ORA LA VERITÀ SUI BROGLI VERI

Il nostro Giornale e queste pagine in particolare sono stati e continuano ad essere l’anima della battaglia per la verità sul risultato delle elezioni, contro ogni broglio. Quelli veri e quelli inventati. È un dovere civico, prima ancora che una battaglia politica. E, soprattutto, è dal primo giorno che sosteniamo che il riconteggio dei voti - eventualmente anche con il decreto-legge pensato dal governo Berlusconi e stoppato dall’allora presidente della Repubblica Carlo Azeglio Ciampi, poi senatore a vita schierato sempre e comunque con l’Unione - conviene a tutti: al centrodestra per mettersi il cuore in pace e al centrosinistra per fugare ogni dubbio sulla propria vittoria. Chi è sicuro delle proprie ragioni non ha alcuna paura di metterle alla prova.
In particolare, sono orgoglioso di aver scritto dal primo giorno che l’inchiesta di Enrico Deaglio era carta straccia, perchè basata su un presupposto falso. Così come si basava su un presupposto falso il libro di «Agente Italiano» Il broglio, che tentava di coinvolgere anche la provincia di Imperia, smentito con dati, cifre e prove proprio da queste colonne. Eppure, non festeggio per l’indagine a carico del direttore di Diario. Festeggio perchè, stavolta, la magistratura ha immediatamente detto una parola di verità: il dvd Uccidete la democrazia!, quello che secondo Deaglio e gran parte dell’Unione avrebbe dovuto dimostrare che Silvio Berlusconi ha truccato le elezioni (fra l’altro, per perderle e non per vincerle!), espone una tesi che non sta in piedi a partire dalla premessa. E cioè che il Viminale abbia truccato i dati manipolando il sistema informatico. Mancava un piccolo particolare. E cioè che i dati del Viminale valevano zero o giù di lì, visto che non hanno alcuna rilevanza legale e che gli unici dati elettorali che contano qualcosa sono quelli cartacei gestiti dagli uffici elettorali presso le corti d’Appello e da quella di Cassazione. Insomma, si è parlato per giorni del nulla.
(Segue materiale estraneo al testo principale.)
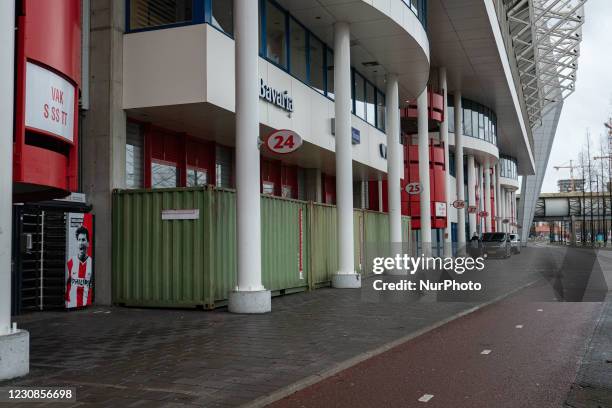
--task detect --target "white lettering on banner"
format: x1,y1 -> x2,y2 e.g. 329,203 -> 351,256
259,79 -> 293,112
25,62 -> 76,142
162,208 -> 200,220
In tutte queste storie ci sono anche dei protagonisti liguri: il principale è un ligure d’azione, l’azzurro Gregorio Fontana, stretto collaboratore di Alfredo Biondi prima e di Claudio Scajola poi, che ha la casa a Monterosso ed è stato fin dall’inizio il più serio e documentato censore delle bugie sui brogli e il più serio e documentato nel richiedere il riconteggio dei voti. Poi, c’è lo stesso Scajola, mai così efficace come quando parla di queste vicende a Matrix: l’aveva fatto la notte delle elezioni e l’ha rifatto martedì sera. Quindi, in negativo, c’è Maurizio Crozza che ha dato troppo spazio acritico alle ipotesi di Deaglio e alle accuse surreali di Oliviero Diliberto. E ci sono tutti coloro che hanno ipotizzato imbrogli vari sul voto elettronico, che debuttava proprio in Liguria. Ma, anche in questo caso, hanno mentito spudoratamente: fin dall’inizio, era stato chiaramente spiegato che, in caso di discordanza fra i dati elettronici e quelli cartacei, avrebbero prevalso quelli cartacei. E allora dov’erano le possibilità di brogli?
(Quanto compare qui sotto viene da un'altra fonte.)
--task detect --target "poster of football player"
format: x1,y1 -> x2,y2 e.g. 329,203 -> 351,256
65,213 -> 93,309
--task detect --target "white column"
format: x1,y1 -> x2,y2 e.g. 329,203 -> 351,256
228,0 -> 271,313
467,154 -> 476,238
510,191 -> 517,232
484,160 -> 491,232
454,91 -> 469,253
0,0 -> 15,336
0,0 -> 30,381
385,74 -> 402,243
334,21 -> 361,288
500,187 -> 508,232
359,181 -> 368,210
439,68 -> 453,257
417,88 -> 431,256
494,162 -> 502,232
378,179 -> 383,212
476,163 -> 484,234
In tutto questo dispiace che Il Secolo XIX, giornale che in Lanfranco Vaccari ha un ottimo direttore capace di esprimere posizioni libere, abbia pubblicato il giorno dell’indagine a carico di Deaglio un commento in cui Dino Cofrancesco ipotizzava tre scenari: 1) voto perfettamente regolare; 2) brogli ai danni di Berlusconi nei seggi; 3) «Pisanu ha effettivamente architettato una truffa colossale, mal riuscita, però, alla luce del risultato».
Ecco, su queste pagine abbiamo spiegato in anteprima che la terza è un’ipotesi impossibile. Se anche al Secolo non avessero letto il Giornale, quel giorno l’avrebbero potuto sapere dalla magistratura. E allora perchè continuare con le sciocchezze, dando per possibili ipotesi palesemente false? Aspettiamo una risposta.